Le PSG rêvait de conquérir le monde, il devra une nouvelle fois patienter. La Coupe du Monde des Clubs 2025, organisée sous le nouveau format élargi de la FIFA, s’est terminée sur une note amère pour les Parisiens. Battus en finale par un Chelsea très en place (3-0), les hommes de Luis Enrique repartent frustrés… mais pas les mains vides.
Une désillusion collective pour un PSG trop timide
Alors que tout semblait réuni pour voir le PSG s’imposer sur la scène mondiale – effectif au complet, dynamique positive en Ligue 1, et un parcours solide jusqu’en finale – la formation parisienne a littéralement sombré face à Chelsea. Dominés dans l’intensité, le rythme et surtout l’efficacité, les Rouge et Bleu n’ont jamais su répondre à l’agressivité tactique de Mauricio Pochettino.
Chelsea, déjà impressionnant en demi-finale contre Monterrey, a récité son football en finale. Grâce à un Cole Palmer incandescent et un pressing parfaitement huilé, les Blues ont étouffé les Parisiens du début à la fin.
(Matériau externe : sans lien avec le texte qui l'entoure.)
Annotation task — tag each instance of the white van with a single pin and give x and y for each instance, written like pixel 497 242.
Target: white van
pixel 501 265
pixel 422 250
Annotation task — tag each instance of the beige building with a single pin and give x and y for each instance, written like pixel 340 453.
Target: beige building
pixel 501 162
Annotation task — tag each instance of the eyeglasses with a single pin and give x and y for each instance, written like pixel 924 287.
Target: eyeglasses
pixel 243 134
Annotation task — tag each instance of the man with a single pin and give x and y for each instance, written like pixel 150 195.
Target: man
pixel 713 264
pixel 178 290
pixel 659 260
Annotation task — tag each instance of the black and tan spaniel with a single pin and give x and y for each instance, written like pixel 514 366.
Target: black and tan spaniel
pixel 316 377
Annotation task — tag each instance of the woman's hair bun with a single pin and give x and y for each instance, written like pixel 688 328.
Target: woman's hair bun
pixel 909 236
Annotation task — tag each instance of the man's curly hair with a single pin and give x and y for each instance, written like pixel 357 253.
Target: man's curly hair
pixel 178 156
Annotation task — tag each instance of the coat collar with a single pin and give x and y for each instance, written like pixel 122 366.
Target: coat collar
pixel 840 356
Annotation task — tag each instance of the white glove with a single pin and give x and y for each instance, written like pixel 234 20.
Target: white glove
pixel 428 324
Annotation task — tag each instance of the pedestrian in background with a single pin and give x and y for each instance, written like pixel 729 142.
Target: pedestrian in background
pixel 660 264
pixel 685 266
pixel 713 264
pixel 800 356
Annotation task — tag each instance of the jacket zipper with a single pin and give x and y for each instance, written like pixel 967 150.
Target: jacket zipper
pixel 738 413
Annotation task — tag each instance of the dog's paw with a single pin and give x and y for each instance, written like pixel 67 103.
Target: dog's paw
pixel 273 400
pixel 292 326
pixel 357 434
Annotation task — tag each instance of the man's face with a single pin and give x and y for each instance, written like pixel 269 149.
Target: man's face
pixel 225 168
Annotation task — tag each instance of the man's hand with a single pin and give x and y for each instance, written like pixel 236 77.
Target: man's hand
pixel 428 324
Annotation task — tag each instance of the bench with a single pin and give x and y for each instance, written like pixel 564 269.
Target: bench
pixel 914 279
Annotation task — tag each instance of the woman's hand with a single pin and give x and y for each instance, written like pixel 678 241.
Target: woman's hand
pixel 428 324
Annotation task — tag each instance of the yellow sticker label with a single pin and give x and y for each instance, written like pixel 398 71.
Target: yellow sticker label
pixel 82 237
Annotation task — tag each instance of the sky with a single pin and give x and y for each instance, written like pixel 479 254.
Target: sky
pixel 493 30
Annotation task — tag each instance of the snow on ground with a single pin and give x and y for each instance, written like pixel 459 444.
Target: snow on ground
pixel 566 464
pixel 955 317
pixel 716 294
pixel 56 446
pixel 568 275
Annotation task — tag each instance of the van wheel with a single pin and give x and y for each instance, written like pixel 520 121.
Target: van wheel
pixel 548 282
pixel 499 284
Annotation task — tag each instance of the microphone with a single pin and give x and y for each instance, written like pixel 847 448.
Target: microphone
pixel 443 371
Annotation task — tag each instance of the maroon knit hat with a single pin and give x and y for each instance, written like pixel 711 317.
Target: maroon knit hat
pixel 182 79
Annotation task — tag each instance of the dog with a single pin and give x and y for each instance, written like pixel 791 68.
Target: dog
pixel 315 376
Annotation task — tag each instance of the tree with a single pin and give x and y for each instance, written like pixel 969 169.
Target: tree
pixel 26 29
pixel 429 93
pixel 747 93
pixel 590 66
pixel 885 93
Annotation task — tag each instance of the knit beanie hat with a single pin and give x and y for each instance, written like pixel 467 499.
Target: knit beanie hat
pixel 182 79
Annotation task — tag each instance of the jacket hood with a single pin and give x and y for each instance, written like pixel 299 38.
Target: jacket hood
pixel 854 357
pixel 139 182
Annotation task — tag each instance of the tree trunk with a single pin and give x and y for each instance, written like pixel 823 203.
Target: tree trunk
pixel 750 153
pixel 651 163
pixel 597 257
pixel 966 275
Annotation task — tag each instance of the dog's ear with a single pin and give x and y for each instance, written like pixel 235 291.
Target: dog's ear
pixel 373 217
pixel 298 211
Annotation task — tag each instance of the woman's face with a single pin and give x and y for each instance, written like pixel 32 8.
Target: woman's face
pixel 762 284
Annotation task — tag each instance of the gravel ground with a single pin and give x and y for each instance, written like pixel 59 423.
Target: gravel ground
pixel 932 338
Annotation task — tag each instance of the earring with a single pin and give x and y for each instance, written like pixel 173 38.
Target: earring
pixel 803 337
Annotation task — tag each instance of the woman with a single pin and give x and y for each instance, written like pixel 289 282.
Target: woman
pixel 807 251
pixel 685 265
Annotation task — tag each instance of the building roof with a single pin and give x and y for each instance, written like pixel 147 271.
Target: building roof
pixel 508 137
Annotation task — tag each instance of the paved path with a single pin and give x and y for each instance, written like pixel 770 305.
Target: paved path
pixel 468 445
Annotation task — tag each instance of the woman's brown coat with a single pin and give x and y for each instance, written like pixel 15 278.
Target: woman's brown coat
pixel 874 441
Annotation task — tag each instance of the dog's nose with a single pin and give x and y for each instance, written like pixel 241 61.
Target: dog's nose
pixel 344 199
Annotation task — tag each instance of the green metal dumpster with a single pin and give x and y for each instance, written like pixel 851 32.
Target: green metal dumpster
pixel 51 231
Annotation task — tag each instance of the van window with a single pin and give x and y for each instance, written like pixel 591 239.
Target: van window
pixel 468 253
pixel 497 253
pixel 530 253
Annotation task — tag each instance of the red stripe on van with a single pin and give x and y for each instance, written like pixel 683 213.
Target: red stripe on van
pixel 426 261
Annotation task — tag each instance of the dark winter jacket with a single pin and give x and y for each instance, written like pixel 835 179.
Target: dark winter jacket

Le score net de 3-0 ne souffre d’aucune discussion, tant l’écart s’est ressenti à tous les niveaux.
La solidité défensive londonienne, emmenée par un Robert Sanchez impeccable (élu meilleur gardien du tournoi), a rappelé à Luis Enrique les limites encore présentes de son collectif dans les grands rendez-vous. Si Ousmane Dembélé et Barcola ont tenté de faire des différences, l’animation offensive s’est révélée trop stérile et désordonnée.
Désiré Doué, l’éclaircie parisienne dans la tempête
Et pourtant, tout n’est pas à jeter. Si le PSG n’a pas su soulever le trophée, il peut tout de même se féliciter de la révélation de Désiré Doué. Le jeune prodige, titularisé à plusieurs reprises durant la compétition, a su faire la différence par son flair, son audace technique et sa capacité à casser les lignes. Une performance qui lui vaut d’être élu meilleur jeune joueur de la Coupe du monde des clubs 2025.
Arrivé l’été dernier en provenance de Rennes, Doué a réussi à s’intégrer rapidement dans l’effectif parisien. Son profil hybride – entre milieu créatif et ailier percutant – a offert des solutions variées à Luis Enrique. Sa capacité à jouer entre les lignes ou à percuter balle au pied rappelle certains des plus grands jeunes talents passés par le PSG.
Ce trophée individuel sonne comme une reconnaissance bienvenue pour un club en quête de confirmation à l’échelle internationale. Plus que jamais, le PSG semble prendre conscience que la clé de sa réussite future passera par l’éclosion de joueurs formés et développés en interne ou recrutés jeunes, dans une optique durable.
Une hiérarchie affirmée… et un manque à combler
À l’issue du tournoi, la FIFA a dévoilé les gagnants des trophées individuels. Cole Palmer (Chelsea) a logiquement été élu meilleur joueur de la compétition, après une finale d’une grande maîtrise. Le prix du meilleur gardien est revenu à Robert Sanchez, tandis que le jeune attaquant du Real Madrid, Gonzalo Garcia, s’est offert le titre de meilleur buteur avec quatre réalisations.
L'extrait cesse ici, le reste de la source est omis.